Ex Parte Kimberlin

Annotate this Case

594 S.W.2d 438 (1980)

Ex parte Deborah Lynn KIMBERLIN.

No. 61700.

Court of Criminal Appeals of Texas, En Banc.

February 27, 1980.

Paul G. Johnson, Huntsville, for appellant.

Tim Curry, Dist. Atty. and Tom Myers, Asst. Dist. Atty., Fort Worth, Robert Huttash, State's Atty., Austin, for the State.

Before the court en banc.

OPINION ON THE STATE'S MOTION FOR REHEARING

DALLY, Judge.

The panel's prior opinion on original submission is withdrawn. This is a post-conviction application for writ of habeas corpus brought under the provisions of Art. 11.07, V.A.C.C.P.

Petitioner was convicted on February 23, 1979, for the felony offense of credit card *439 abuse. The punishment assessed is imprisonment for four years.

The petitioner asserts that the indictment under which she was convicted is fundamentally defective because it fails to allege an offense. The indictment alleges, in pertinent part, that on or about the 28th day of September, 1978, petitioner did:

"THEN AND THERE INTENTIONALLY AND KNOWINGLY, WITH INTENT TO FRAUDULENTLY OBTAIN SERVICE, TO-WIT: AUTOMOBILE RENTAL SERVICE FROM DIANNE KESSLER, PRESENT A MASTER CHARGE CREDIT CARD, WITH THE KNOWLEDGE THAT THE CARD HAD NOT BEEN ISSUED TO HIM THE SAID DEFENDANT, AND THAT SAID CARD WAS NOT USED WITH THE EFFECTIVE CONSENT OF THE CARDHOLDER, CECLIA E. PORIER...."

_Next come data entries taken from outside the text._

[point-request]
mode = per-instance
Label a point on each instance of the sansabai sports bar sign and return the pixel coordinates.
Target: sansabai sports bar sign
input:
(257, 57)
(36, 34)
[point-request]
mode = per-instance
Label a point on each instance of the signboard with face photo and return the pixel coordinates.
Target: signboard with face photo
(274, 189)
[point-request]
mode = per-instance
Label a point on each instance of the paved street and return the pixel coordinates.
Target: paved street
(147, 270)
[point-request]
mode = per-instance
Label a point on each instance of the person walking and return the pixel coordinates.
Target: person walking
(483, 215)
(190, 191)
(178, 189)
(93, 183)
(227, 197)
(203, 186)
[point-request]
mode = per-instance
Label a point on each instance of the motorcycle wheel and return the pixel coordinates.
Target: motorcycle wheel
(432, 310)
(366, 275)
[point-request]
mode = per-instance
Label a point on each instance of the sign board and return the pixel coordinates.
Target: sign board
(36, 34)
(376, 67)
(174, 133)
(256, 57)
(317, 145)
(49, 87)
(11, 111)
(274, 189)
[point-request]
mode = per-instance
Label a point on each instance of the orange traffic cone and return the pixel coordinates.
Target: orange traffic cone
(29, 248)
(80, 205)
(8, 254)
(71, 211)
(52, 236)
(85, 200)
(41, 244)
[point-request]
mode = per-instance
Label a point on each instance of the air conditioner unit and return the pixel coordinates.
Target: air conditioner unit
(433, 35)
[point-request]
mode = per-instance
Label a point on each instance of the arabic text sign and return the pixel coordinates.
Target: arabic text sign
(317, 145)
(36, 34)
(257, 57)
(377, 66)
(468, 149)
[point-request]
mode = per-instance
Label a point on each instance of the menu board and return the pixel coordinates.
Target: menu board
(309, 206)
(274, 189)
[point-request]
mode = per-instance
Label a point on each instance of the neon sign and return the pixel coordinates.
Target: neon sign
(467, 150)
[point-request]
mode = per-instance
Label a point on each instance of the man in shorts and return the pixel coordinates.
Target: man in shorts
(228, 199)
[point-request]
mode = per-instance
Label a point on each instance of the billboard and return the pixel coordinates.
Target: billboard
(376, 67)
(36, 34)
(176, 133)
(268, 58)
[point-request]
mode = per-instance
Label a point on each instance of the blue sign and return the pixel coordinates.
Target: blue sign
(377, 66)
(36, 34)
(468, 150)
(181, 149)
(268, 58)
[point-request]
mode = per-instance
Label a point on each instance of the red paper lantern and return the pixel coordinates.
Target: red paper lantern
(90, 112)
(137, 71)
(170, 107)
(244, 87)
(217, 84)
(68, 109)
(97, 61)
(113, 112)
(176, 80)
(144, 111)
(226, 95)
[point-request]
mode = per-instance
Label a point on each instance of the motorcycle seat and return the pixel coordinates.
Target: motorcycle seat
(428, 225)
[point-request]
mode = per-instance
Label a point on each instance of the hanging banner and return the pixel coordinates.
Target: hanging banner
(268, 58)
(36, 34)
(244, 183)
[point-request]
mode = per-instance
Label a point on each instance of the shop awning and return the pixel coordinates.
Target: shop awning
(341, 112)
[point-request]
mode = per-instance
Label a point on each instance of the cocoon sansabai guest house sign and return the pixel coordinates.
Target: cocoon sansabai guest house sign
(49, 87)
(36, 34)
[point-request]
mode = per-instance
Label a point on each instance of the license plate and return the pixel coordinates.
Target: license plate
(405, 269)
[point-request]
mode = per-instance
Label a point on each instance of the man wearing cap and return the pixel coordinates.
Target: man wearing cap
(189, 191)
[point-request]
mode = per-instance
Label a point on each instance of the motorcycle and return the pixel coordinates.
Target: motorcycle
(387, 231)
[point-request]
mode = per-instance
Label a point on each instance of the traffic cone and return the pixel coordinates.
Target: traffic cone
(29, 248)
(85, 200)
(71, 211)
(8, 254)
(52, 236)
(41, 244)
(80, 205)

On original submission the panel granted the petitioner the relief which she sought agreeing with her contention that the indictment failed to allege that when she presented the credit card she had knowledge that she did not have the effective consent of the cardholder. The State, in its motion for rehearing, says that the allegation

"knowingly and intentionally ... with knowledge that the card had not been issued to him the said defendant and that said card was not used with the effective consent of the cardholder...."

is sufficient because the allegation "with knowledge" relates to the allegation that the card had not been issued to the petitioner and also relates to the allegation which followed that the card was not used with the effective consent of the cardholder. We are now of the opinion that the State is correct and so hold.

This Court has been called on recently to review a number of indictments purporting to allege offenses under the credit card abuse statute and many have been found wanting. E. g., Ex parte Mathis, 571 S.W.2d 186 (Tex.Cr.App.1978); Ex parte Walters, 566 S.W.2d 622 (Tex.Cr.App.1978); Ex parte Reed, 574 S.W.2d 161 (Tex.Cr.App. 1978); Ex parte Dawson, 578 S.W.2d 749 (Tex.Cr.App.1979); Guster v. State, 580 S.W.2d 363 (Tex.Cr.App.1979); Ex parte Mathis, 580 S.W.2d 371 (Tex.Cr.App.1979); Ex parte Seaton, 580 S.W.2d 593 (Tex.Cr. App.1979). It is difficult to understand why indictments are not more carefully drafted, since an indictment is the foundation for the whole criminal proceeding. While we do hold that the indictment in this instance is sufficient, it is obvious that it could have been more precisely drawn by again inserting the words "with knowledge" in relation to the allegation that "said card was not used with the effective consent of the cardholder." If this had been done it would have eliminated even the arguable contention made by the petitioner.

This indictment may be distinguished from that in Ex parte Sharpe, 581 S.W.2d 183 (Tex.Cr.App.1979), which is one of our more recent opinions in which a different result was reached. In that case the indictment, in part, read as follows:

"... unlawfully with intent to fraudulently obtain property and services present to Pam Rutledge a BankAmericard, credit card owned by Hiram C. Limerick, hereafter styled the Complainant, without the effective consent of the complainant, knowing that the credit card had not been issued to the Defendant...."

We there held that the word "knowingly" alleged in connection with the issuance of the credit card did not relate back to the earlier allegation that the card was presented without the effective consent of the complainant.

The State's Motion for Rehearing is granted and the relief sought is denied.